Key Take-away
Every macro cycle repeats the same three-act play: euphoric top, violent purge, uneven recovery. Draw-down is not a bug; it is the moment the thermostat resets.
2021-2025 in One Glance
Q4 2021: Liquidity orgy. BTC > $69 k, NASDAQ > 16 k, S&P 500 > 4.8 k; A-share hot spots still bubbling.
2022-23: Fastest Fed hike cycle since Volcker. BTC ‑77 %, ETH ‑82 %, S&P ‑27 %, NASDAQ ‑38 %, CSI 300 ‑30 %.
2023-25: Inflation rolls over, AI narrative arrives, rate-cut bets appear. U.S. equities and Crypto print new all-time highs; A-share only claws back to 3 800 in late-2025.
The Script Is Always the Same—Only the Actors Change
If you survived “9·4”, “3·12”, “5·19” or this year’s “10·11” you already know the rule: the deeper the hole, the sturdier the next foundation.
Stretch the time-line to four years and add the two traditional giants—U.S. equities and A-shares—and the pattern stays intact:
Liquidity tide lifts every boat.
Liquidity recedes; leverage detonates; correlations → 1.
Liquidity stabilises; fundamentals diverge; winners separate from tourist coins / zombie stocks.
Act I – The Top (Q4 2021)
Cheap money, stimmy checks, zero rates. Crypto floods with paper-billionaires; U.S. tech trades at 40× earnings; China’s “new-energy” funds price in 50 % annual growth forever. Nobody knows when the music stops—only that it must.
Act II – The Purge (2022-23)
Fed funds 0 % → 5.25 % in 16 months. Dollar smiles, everything else vomits.
Crypto: Terra → 3AC → FTX; 20 % of BTC supply changes hands at < $20 k.
U.S. equities: Multiple, not earnings, does the damage; FAANGs lose $3 trn in 10 months.
A-shares: COVID reopening fails, property sector stalls, retail exits. Policy “bazookas” arrive late and under-size.
Act III – The Split-Track Recovery (2023-25)
U.S. Equities – AI Saves the Day
NVDA EPS +580 % in six quarters; Mag-7 margins expand to 29 %. S&P 500 reclaims high Jan-2024; by Oct-2025 it is 38 % above the old peak. The market is no longer “priced for perfection”; it is priced for “no alternative + buy-backs + fiscal dominance”.

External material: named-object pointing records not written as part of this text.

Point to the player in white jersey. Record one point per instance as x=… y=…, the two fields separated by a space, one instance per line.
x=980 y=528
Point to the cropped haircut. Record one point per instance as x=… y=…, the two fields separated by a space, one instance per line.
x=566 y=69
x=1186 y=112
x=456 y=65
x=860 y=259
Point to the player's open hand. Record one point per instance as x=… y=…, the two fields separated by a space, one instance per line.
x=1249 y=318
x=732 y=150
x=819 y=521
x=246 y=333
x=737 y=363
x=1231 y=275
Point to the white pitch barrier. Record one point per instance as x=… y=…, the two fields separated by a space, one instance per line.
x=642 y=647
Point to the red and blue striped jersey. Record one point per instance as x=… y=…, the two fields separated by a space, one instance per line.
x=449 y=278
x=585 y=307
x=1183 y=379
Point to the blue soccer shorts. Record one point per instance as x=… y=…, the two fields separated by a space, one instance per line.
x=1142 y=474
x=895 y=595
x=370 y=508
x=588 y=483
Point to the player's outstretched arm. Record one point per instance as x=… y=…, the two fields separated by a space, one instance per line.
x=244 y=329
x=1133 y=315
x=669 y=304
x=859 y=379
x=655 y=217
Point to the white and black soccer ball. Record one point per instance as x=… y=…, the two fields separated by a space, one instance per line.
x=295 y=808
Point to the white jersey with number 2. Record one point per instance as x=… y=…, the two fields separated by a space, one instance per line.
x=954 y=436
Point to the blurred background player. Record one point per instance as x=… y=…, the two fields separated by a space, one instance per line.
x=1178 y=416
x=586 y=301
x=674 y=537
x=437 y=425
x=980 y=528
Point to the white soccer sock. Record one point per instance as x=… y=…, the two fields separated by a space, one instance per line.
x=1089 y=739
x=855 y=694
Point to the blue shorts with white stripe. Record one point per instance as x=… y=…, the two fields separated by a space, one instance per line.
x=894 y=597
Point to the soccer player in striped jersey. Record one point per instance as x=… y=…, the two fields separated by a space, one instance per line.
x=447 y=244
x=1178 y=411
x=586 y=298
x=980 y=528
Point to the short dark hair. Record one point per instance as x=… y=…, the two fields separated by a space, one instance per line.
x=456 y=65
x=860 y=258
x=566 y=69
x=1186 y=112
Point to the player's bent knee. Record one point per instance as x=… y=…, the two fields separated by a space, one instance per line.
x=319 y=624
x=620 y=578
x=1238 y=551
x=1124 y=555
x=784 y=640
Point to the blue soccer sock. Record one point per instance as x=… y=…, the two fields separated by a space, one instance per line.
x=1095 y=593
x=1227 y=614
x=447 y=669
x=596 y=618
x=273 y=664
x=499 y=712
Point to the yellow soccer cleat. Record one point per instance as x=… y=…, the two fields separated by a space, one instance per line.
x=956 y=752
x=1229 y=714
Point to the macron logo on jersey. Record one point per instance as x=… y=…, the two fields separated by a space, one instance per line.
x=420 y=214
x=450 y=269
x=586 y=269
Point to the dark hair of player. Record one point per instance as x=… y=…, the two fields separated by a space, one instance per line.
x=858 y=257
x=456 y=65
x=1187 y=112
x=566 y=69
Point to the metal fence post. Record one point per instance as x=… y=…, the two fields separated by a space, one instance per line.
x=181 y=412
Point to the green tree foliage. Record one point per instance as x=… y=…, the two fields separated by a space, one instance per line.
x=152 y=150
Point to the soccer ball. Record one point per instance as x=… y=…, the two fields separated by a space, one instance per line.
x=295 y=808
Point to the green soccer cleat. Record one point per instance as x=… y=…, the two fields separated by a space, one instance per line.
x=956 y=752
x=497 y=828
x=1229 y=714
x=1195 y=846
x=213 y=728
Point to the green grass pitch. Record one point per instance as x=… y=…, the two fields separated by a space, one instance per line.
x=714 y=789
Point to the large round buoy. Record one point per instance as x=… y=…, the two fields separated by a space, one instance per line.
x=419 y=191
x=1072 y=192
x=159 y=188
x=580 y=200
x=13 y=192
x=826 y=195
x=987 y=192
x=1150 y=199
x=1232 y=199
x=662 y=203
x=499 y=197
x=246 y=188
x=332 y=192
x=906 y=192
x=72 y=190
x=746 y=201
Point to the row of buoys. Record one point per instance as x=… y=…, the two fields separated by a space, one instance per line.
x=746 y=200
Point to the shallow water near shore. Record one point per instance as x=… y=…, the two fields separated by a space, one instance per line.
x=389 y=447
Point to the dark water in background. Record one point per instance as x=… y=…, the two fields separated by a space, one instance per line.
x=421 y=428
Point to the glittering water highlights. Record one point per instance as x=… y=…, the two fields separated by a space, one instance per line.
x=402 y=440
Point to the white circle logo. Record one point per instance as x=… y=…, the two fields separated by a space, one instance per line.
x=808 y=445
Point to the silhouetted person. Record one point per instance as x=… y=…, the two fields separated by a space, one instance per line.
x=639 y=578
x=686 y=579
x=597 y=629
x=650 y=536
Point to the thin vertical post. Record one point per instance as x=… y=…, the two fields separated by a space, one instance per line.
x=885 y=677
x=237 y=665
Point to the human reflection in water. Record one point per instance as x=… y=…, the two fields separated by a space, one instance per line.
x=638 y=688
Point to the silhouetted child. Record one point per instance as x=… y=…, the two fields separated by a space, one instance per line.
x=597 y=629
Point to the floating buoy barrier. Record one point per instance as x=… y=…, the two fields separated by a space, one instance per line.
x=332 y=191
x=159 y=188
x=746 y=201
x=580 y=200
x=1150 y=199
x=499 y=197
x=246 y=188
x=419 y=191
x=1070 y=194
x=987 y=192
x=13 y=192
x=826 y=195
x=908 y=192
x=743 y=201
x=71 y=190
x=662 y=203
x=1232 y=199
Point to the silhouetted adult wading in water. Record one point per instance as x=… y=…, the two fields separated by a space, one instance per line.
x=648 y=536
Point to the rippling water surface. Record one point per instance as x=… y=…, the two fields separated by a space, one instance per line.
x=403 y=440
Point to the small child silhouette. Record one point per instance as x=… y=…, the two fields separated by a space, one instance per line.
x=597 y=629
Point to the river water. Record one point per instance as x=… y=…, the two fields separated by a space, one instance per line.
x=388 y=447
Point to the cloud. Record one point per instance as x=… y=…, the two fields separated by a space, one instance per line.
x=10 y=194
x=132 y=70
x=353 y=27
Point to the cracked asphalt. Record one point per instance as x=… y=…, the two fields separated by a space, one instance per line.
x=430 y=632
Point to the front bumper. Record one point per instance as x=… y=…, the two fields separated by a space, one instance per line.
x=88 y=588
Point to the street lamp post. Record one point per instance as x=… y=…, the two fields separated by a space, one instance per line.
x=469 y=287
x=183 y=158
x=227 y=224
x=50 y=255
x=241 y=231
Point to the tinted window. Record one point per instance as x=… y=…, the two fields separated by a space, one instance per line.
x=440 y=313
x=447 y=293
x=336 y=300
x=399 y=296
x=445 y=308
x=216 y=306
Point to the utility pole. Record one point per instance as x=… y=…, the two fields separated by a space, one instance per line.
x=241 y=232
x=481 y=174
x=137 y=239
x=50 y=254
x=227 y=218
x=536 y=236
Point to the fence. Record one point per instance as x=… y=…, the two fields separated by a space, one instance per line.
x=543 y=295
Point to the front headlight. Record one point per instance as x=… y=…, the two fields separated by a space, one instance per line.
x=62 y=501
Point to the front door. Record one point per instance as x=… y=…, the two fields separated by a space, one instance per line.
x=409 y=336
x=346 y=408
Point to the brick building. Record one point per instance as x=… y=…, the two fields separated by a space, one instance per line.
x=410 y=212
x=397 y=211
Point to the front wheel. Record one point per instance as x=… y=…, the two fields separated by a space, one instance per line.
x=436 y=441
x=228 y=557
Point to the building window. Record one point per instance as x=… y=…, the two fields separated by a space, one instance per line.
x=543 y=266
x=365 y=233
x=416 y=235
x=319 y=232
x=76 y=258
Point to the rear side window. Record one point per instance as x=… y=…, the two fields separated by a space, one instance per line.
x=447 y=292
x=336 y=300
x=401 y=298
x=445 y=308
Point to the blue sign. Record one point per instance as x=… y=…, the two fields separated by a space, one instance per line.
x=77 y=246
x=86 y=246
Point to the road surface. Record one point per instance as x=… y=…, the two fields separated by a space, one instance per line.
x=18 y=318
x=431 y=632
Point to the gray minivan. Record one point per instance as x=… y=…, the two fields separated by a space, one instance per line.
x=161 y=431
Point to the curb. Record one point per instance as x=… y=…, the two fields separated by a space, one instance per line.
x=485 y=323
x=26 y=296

Crypto – ETF Wall Streetisation
Jan-2024: spot-BTC ETFs approved. BlackRock alone seeds $28 bn in 8 months. BTC hits $126 k (+83 % vs 2021 top) but 90 % of alts still 70-90 % below prior highs. Market splits into “main-pool” (BTC, ETH, SOL) and “spec islands” with 50× velocity and 0× liquidity.
A-Shares – Policy vs. Perception
Seventeen bail-outs, five rate cuts, three “National Team” rescues. Index finally re-crosses 3 800 in Aug-2025, 4.5 years after the 2021 top—an annualised return of 1.2 %. Retail faith measured by new-account openings remains 40 % below 2020 levels.
Cross-Market DNA: Why Drawdowns Heal Differently
U.S. Equities: Double-cycle machine—liquidity + earnings. Rule of law, buy-backs, deep institutional bid = fastest rebound.
Crypto: Pure-play liquidity with narrative leverage. High beta to Fed balance-sheet expectations; post-ETF, begins to trade like “tech on steroids”.
A-Shares: Policy-beta market. Valuation cheap for a reason; recovery gated by confidence, not just liquidity.
Portfolio Translation: How to Own the Next Cycle
Core – U.S. equities: 60-70 %. You are buying the global cost-of-capital benchmark.
Satellite alpha – Crypto: 5-15 %. Treat as a 4-year call option on monetary-network adoption; expect 70 % draw-downs and 300 % snap-backs.
Tactical – A-shares: 5-10 %, timed around policy convenings (National People’s Congress, PBoC LPR cuts). Use sector ETFs (EV, solar, semis) to avoid single-name land-mines.
Last Word
Bull markets give you return; bear markets give you the address of the assets that actually matter. The 2021-25 experiment proved once again that surviving the draw-down—not chasing the rally—is the only path to compound. In endurance investing, the winner is not the one who sprints fastest uphill, but the one who refuses to be carried out feet-first on the way down.